Yay! Most of you probably know him as Jumbie, normally I don't change names but when Ashley said she was going to originally name him Jubilee, I couldn't resist! So he's Jubjub now and settling in well! I look forward to learning lots, we're going to go hedgie shopping this weekend so I can buy him everything he needs! And don't worry, my cats are VERY friendly - they were raised as kittens with my hamster and any small pet can get loose in my apartment and they won't bother it, just follow it curiously. He seemed to enjoy meeting them, sniffed noses before he went "Hahaha, I poke you silly cat!"


----------



## numothehedgehog (Aug 30, 2008)

JUBILEE!
AWW
hehe he looks really happy with you.
Any questions just ask
the forum is the best for that!


----------



## Luck (Sep 4, 2008)

Awww you changed his name. No more will he be called jumbie.


----------



## numothehedgehog (Aug 30, 2008)

Luck said:


> Awww you changed his name. No more will he be called jumbie.

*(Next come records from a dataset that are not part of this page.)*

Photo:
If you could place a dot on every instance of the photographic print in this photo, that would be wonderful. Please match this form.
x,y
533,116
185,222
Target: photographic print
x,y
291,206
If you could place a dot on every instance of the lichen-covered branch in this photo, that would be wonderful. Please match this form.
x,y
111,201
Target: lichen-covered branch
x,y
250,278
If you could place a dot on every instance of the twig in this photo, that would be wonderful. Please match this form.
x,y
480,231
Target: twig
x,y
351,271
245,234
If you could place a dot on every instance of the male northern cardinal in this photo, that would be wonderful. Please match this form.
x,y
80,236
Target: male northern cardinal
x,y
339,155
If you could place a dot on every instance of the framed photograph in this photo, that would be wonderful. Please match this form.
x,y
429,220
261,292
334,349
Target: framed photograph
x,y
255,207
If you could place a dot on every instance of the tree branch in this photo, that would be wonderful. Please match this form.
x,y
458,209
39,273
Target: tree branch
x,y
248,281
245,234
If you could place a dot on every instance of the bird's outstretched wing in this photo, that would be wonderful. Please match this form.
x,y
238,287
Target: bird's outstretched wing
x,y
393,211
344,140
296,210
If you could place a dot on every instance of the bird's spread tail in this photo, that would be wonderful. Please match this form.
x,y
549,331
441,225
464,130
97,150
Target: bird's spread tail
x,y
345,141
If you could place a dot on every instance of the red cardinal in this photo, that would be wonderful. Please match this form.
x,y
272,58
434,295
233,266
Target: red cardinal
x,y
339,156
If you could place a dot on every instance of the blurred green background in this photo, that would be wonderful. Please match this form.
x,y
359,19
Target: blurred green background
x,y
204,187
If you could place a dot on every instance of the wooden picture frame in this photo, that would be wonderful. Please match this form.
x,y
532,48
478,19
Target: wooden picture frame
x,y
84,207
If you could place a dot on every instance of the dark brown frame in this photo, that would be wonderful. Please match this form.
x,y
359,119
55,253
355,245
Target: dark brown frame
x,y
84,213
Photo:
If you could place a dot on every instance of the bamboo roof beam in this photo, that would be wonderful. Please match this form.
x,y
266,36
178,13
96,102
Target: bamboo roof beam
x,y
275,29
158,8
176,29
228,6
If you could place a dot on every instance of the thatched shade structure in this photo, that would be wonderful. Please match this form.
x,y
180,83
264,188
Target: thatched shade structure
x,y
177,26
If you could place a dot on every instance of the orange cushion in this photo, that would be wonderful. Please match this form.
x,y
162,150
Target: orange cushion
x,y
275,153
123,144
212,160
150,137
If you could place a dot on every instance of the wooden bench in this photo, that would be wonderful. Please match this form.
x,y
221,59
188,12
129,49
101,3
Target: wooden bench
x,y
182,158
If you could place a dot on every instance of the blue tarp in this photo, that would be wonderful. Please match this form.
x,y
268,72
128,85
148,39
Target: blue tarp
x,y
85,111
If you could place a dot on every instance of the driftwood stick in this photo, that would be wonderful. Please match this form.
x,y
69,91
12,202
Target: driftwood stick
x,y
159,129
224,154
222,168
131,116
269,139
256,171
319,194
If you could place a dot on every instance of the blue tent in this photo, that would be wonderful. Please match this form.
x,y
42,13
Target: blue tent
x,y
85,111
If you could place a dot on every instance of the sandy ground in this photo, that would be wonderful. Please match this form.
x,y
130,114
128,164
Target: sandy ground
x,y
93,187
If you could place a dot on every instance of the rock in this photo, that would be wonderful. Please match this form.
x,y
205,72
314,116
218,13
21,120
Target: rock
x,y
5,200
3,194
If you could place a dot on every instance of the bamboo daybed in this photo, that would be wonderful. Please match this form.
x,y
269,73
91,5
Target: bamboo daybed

Seeeee Niki!! I told you everyone liked his name!!


----------



## Mikolaj (Oct 23, 2008)

I may have considered keeping the name until you told me what it was from :roll:

He likes the name Jubjub. Makes me think of Chubchub from The Simpsons. He always sticks his nose out at me when I say his name.

And OMFG, he absolutely LOVES it when I softly blow on his nose! He can be in a big pokey ball, and I blow softly on his nose and he immediately peeks out, sniffing the air frantically and licking his lips. I don't know if he likes my breath or what, but he was just crazy about it! Shay-la said that apparently they hate being blown on, but he just loves it!


----------



## numothehedgehog (Aug 30, 2008)

Chub Chub??
Never heard of it.

yah I know my friend was holding him before and he was in a ball and she figured out that when you blow on him he comes out.
Lol I think the air feels weird.
:lol:


----------



## numothehedgehog (Aug 30, 2008)

Awww! 
Bill is so flipping cute. Thats how I got his name.

Oh yah and dont mind gustav at 0:24.. What a freak :shock: :roll:


----------



## Mikolaj (Oct 23, 2008)

Yeah no. At least Gustav actually looks like a dude.


----------



## numothehedgehog (Aug 30, 2008)

Fine ill admit it..

*I LIKE GUYS WHO LOOK AND ACT LIKE CHICKS,*

happy?


----------



## Mikolaj (Oct 23, 2008)

numothehedgehog said:


> Fine ill admit it..
> 
> *I LIKE GUYS WHO LOOK AND ACT LIKE CHICKS,*
> 
> happy?


And your dad thinks WE'RE the lesbians! :lol:


----------



## numothehedgehog (Aug 30, 2008)

hahaha
I hope he never reads this post!


----------